Opened as a new part of the Valposchiavo Museum in 2007, this ancient farmhouse exhibits the other, rural aspect of life in the valley. Its contents and the very walls tell an ancient tale of perennial struggle with the elements. The core of the structure dates back to 1357 and additions dating from 1450 produced the current form with its entrance hall, the 'curt' that leads both to the dwelling and the stable, and the characteristic pitched roof. Culinary workshops and exhibits explain and teach the valley's traditional cuisine.
The elegant 19th-century patrician townhouse was built by Antonio Semadeni, the first Swiss Consul in Poland and scion of an important dynasty of Poschiavo confectioners that was active all over Europe.
Casa Console has housed an important collection of German and Swiss Romantic paintings since 2002.
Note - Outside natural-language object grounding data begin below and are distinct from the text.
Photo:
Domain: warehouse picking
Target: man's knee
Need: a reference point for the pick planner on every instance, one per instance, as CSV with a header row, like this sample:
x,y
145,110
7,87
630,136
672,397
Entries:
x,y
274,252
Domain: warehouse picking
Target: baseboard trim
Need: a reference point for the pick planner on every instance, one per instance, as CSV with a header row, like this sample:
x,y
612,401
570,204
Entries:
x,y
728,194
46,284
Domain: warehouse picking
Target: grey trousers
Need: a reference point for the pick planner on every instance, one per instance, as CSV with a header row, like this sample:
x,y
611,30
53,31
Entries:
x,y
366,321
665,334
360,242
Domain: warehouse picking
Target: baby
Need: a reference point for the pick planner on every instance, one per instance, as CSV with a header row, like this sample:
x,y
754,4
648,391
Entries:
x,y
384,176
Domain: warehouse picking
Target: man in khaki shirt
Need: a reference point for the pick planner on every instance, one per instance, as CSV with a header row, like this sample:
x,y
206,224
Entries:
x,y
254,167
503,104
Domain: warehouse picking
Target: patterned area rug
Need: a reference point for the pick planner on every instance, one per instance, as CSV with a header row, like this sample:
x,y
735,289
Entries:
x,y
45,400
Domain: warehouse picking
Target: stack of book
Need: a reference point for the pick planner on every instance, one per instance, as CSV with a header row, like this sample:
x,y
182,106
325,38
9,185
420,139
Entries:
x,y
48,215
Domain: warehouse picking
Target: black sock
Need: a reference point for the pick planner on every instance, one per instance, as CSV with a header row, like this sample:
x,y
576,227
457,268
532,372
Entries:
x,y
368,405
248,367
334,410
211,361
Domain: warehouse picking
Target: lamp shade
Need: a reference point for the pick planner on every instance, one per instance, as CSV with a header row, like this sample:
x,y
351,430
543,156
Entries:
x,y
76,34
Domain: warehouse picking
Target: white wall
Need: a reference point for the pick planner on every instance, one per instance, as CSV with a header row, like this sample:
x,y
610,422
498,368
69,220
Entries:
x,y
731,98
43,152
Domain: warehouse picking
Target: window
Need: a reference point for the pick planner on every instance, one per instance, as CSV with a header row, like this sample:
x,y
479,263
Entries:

The Piazza, built in its present form in the second half of the 19th century, can be compared to the centre of a small Italian city. It is an example of the change, which started around that time, of the Borgo from a farming village to a place with urban character. Some of the most striking buildings of Poschiavo such as the Collegiate church San Vittore Mauro, the old town-hall, the Hôtel Albrici à la Poste and buildings with elegant, neoclassical claddings encircle the main square.
A picturesque, mid-19th-century street of patrician villas bounds the historical town center to the south. The original owners were a group of mostly Protestant emigrant coffeehouse owners and confectioners who made their fortunes all over Europe between the early 19th-century and World War I. The splendid street documents their close contact with the valley over the generations.
The imposing 13th-century stone tower at the northern edge of the Piazza was once the home of the feudal overlords of the valley. From the 16th century on, it served as the town hall and a symbol of the valley's political independence. The main meeting hall, built after 1650, housed the local court of justice and was the infamous site of over 200 witch trials.
When Pietro Albrici opened a hotel in his house at the square in 1848, he gave an important impulse for the tourism development of the valley of Poschiavo. Vaulted corridors similar to halls, different vaulted rooms, but above all the so-called Sybil hall at the first floor with a magnificent inlaying and correspondent ceiling, a mirror with a fantastic carved border (around 1710) as well as a series of twelve oil paintings with Sybil depictions of the 17th century show the manorial origin of this building. It was built in the year 1678 for Bernardo Massella, repeated Podestà (mayor) of Poschiavo and Valtellina.
This pre-industrial handicraft business is unique in its form in Switzerland: A mill, a sawmill and a forge have been installed close to each other along a water supply-channel in the Late Middle Ages. The complex was completely restored in the years 1995-2005 and is nowadays evidence of the technique of the beginning of the 20th century.